Voltei para o carro com o semblante da derrota. É incrível como nessas horas as pessoas costumam não ser solidárias com você: continuam conversando animadamente, ouvindo música e fazendo planos para os próximos dias, numa clara afronta ao seu luto diante da própria estrutura física e emocional. De fato, só podemos contar com a gente mesmo nos momentos de dor, soldados.

A próxima onda de cólica quase me nocauteou. Olhei desesperada para a placa na estrada: 9 km até o posto mais próximo.

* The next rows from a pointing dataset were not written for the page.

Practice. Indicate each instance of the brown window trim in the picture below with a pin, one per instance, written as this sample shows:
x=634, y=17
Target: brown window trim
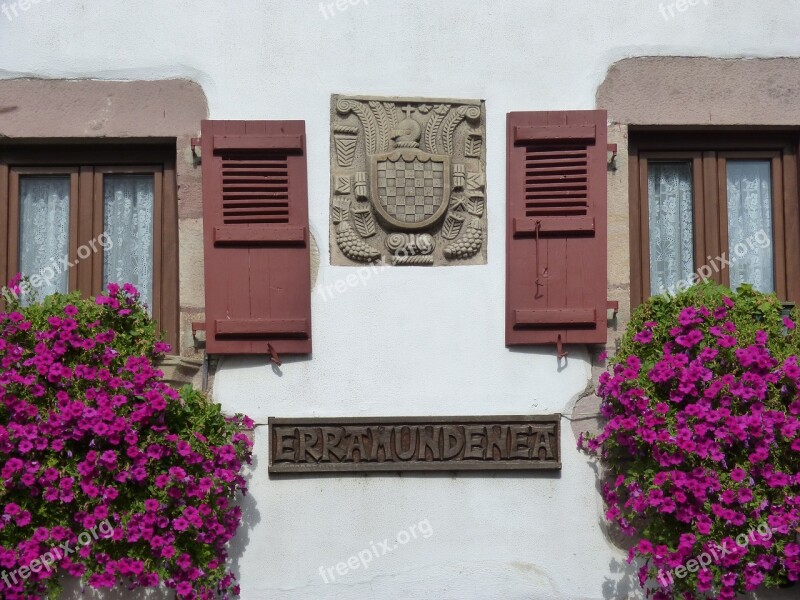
x=87, y=165
x=708, y=152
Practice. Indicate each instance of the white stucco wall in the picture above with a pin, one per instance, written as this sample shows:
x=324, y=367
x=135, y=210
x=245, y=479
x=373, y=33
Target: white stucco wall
x=408, y=341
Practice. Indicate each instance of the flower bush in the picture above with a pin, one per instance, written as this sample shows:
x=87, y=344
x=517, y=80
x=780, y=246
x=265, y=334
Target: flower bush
x=702, y=442
x=92, y=439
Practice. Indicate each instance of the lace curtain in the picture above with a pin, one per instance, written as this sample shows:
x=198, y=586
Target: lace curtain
x=44, y=231
x=750, y=224
x=669, y=193
x=128, y=221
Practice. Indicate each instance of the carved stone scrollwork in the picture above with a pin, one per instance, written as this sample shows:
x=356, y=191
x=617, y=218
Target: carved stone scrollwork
x=408, y=180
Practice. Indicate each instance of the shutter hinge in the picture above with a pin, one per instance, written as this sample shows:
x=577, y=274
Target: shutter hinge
x=273, y=355
x=195, y=143
x=612, y=155
x=560, y=348
x=613, y=306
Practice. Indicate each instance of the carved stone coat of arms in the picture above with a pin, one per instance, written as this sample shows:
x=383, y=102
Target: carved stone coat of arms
x=408, y=181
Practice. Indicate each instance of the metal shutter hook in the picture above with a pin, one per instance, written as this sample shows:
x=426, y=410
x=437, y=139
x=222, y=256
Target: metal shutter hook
x=273, y=355
x=539, y=274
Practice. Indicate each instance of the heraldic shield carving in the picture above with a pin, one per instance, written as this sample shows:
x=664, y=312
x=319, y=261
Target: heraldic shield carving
x=408, y=181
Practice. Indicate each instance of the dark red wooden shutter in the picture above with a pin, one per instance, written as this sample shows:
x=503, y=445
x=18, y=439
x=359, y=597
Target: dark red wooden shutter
x=257, y=251
x=556, y=213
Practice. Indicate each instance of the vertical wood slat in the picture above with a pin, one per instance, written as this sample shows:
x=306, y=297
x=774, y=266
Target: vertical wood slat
x=644, y=227
x=698, y=183
x=572, y=266
x=74, y=202
x=98, y=226
x=713, y=212
x=722, y=202
x=86, y=281
x=13, y=219
x=4, y=226
x=778, y=228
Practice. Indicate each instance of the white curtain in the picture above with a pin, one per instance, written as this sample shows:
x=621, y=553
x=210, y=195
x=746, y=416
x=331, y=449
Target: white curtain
x=128, y=221
x=750, y=224
x=669, y=193
x=44, y=232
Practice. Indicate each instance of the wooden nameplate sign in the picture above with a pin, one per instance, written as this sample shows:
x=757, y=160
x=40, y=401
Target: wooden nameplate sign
x=492, y=443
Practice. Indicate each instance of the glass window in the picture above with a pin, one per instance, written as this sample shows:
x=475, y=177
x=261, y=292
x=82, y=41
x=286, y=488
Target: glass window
x=669, y=193
x=44, y=205
x=749, y=188
x=128, y=221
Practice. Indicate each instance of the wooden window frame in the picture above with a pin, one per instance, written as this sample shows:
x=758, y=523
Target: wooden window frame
x=87, y=166
x=708, y=153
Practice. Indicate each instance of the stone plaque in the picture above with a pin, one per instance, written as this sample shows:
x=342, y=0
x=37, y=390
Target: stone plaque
x=408, y=181
x=415, y=444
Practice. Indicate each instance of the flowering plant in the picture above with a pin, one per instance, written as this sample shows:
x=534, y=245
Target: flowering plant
x=702, y=440
x=91, y=437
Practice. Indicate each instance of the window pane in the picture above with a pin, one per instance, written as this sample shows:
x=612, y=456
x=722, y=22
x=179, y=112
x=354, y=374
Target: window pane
x=669, y=194
x=750, y=224
x=44, y=232
x=128, y=222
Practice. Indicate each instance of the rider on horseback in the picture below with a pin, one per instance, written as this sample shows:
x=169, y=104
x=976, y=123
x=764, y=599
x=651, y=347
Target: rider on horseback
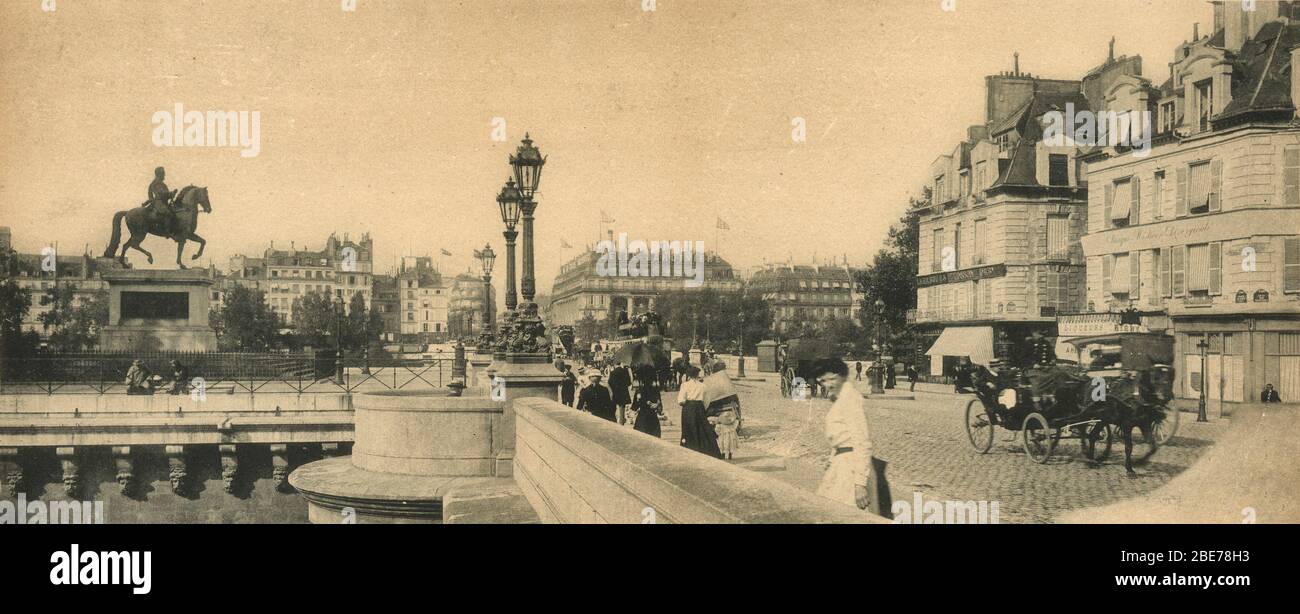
x=160, y=200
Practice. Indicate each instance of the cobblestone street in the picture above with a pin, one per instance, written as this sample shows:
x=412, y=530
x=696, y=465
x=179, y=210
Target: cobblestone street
x=926, y=446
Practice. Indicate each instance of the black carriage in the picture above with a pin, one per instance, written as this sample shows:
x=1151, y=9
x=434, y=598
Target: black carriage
x=1127, y=384
x=798, y=362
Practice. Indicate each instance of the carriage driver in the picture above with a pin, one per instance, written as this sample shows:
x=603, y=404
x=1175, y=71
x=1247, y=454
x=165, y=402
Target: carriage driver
x=160, y=199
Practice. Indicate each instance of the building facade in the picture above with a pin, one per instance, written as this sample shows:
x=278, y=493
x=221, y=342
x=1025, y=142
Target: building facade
x=801, y=294
x=425, y=301
x=1000, y=255
x=341, y=269
x=580, y=292
x=1204, y=232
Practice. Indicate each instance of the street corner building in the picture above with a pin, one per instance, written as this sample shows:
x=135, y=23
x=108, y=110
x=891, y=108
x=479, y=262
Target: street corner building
x=1201, y=237
x=1000, y=236
x=1196, y=236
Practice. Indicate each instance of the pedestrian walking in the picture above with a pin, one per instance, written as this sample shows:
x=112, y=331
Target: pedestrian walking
x=848, y=478
x=596, y=400
x=697, y=433
x=568, y=385
x=620, y=383
x=646, y=402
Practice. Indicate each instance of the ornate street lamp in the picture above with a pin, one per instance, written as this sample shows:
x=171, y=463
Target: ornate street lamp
x=338, y=336
x=1204, y=346
x=510, y=202
x=488, y=259
x=876, y=367
x=528, y=163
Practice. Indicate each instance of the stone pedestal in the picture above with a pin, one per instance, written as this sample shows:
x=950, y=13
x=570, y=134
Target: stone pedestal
x=520, y=376
x=411, y=452
x=157, y=311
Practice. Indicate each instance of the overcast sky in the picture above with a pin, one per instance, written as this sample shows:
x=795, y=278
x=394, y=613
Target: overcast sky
x=381, y=120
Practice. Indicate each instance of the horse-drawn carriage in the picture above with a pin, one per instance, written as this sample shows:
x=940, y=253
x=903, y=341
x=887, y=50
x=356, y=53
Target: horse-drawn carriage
x=1126, y=384
x=798, y=360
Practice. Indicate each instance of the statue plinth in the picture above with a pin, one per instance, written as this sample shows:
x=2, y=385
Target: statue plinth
x=157, y=310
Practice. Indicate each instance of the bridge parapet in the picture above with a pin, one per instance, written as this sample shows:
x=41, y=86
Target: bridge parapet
x=577, y=468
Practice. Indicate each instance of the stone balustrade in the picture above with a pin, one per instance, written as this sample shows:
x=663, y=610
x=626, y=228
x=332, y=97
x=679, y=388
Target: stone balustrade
x=577, y=468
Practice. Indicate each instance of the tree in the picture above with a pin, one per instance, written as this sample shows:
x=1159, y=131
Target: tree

Afundando os dedos no banco do carro, contei baixinho os minutos que levaram até brecarmos no BARROSÃO - POSTO E LANCHONETE, lutando contra as lágrimas que queriam vir em protesto à minha noite humilhante.

Ouvi Carruagem de Fogo tocar enquanto minha corrida até alcançar o box do banheiro ficava em câmera lenta. Depois, apenas um zumbido de silêncio. Pensei ter escutado as trombetas do apocalipse soarem em algum lugar ao longe, mas tudo em que eu conseguia me concentrar era no completo e total alívio do momento. Uma luz branca e forte se esgueirou pelas frestas da porta; achei que era Jesus me conduzindo ao Paraíso, mas eram só os faróis de mais um carro estacionando.
 
De volta à estrada, num dos breves intervalos de paz que meu intestino proporcionava, refleti sobre o culpado daquilo tudo. Revolvi a memória e encontrei meu café da manhã habitual e um jantar leve sem ingredientes que levantassem suspeitas. No entanto, uma cena de mim mesma devorando uma coxinha de procedência duvidosa no lanche do dia anterior piscou na minha mente como um alarme acusatório. Era ela. Aquela que merecia todas as penalidades possíveis, mas estava condenando a mim à morte.

(Aliás, nunca pensei que a palavra coxinha pudesse, depois, me remeter a lembranças tão perniciosas. Não é à toa que virou sinônimo de gente conservadora e atrasada; e, hoje, revisitando esse passado obscuro, concluo que tal comparação soa de fato coerente. Afinal, o que a coxinha queria, se não conservar meu intestino em ruínas e atrasar minha viagem para sempre?)

Me arrependendo do dia que em que nasci por ter feito o lanche divisor de águas, me dirigi quase com indiferença ao banheiro do próximo posto. Joguei todo o meu peso no assento do vaso; nenhuma doença do mundo que eu pudesse pegar ali seria pior do que o que aquela viagem estava me reservando. Saí com a testa brilhando, como uma gladiadora que acabara de vencer uma batalha, digna de abalar a autoestima de qualquer lote de Activia.

A manhã chegou. Eu ainda contava quantos minutos de sossego teria até a próxima leva de cólicas. Era como entrar em trabalho de parto a cada quarto de hora – mas o filho vinha à prestação. É verdade que no começo eu ainda tinha alguma exigência, como “parar num lugar mais limpinho”, mas agora podia ser qualquer lugar que não as minhas próprias calças: um penico, uma moita, um buraco no chão.

Ao entrarmos, enfim, na cidade do Rio de Janeiro, sob seus famosos 40 graus, comprovei que Deus provavelmente pouco conseguiu fazer diante daquela mandinga forte: um engarrafamento quilométrico na Avenida Brasil nos aguardava. Toca pro inferno, motorista. A sorte foi que, pouco depois, um posto surgiu à nossa direita. Com um rolo de papel-toalha debaixo do braço, entrei no banheiro pela última vez. A vergonha tinha ficado pra trás, a vários quilômetros de distância, em alguma das descargas que dei enquanto a noite passava.

Não, uma coxinha não ia estragar meu Carnaval. Minha próxima parada na cidade maravilhosa foi no Bondinho do Pão de Açúcar, bem longe de azulejos brancos, olhando para a linda paisagem por trás das janelas. Vitoriosa, fiz uma banana mental para as torturantes seis horas de viagem, rindo diante daquela ironia: sambei.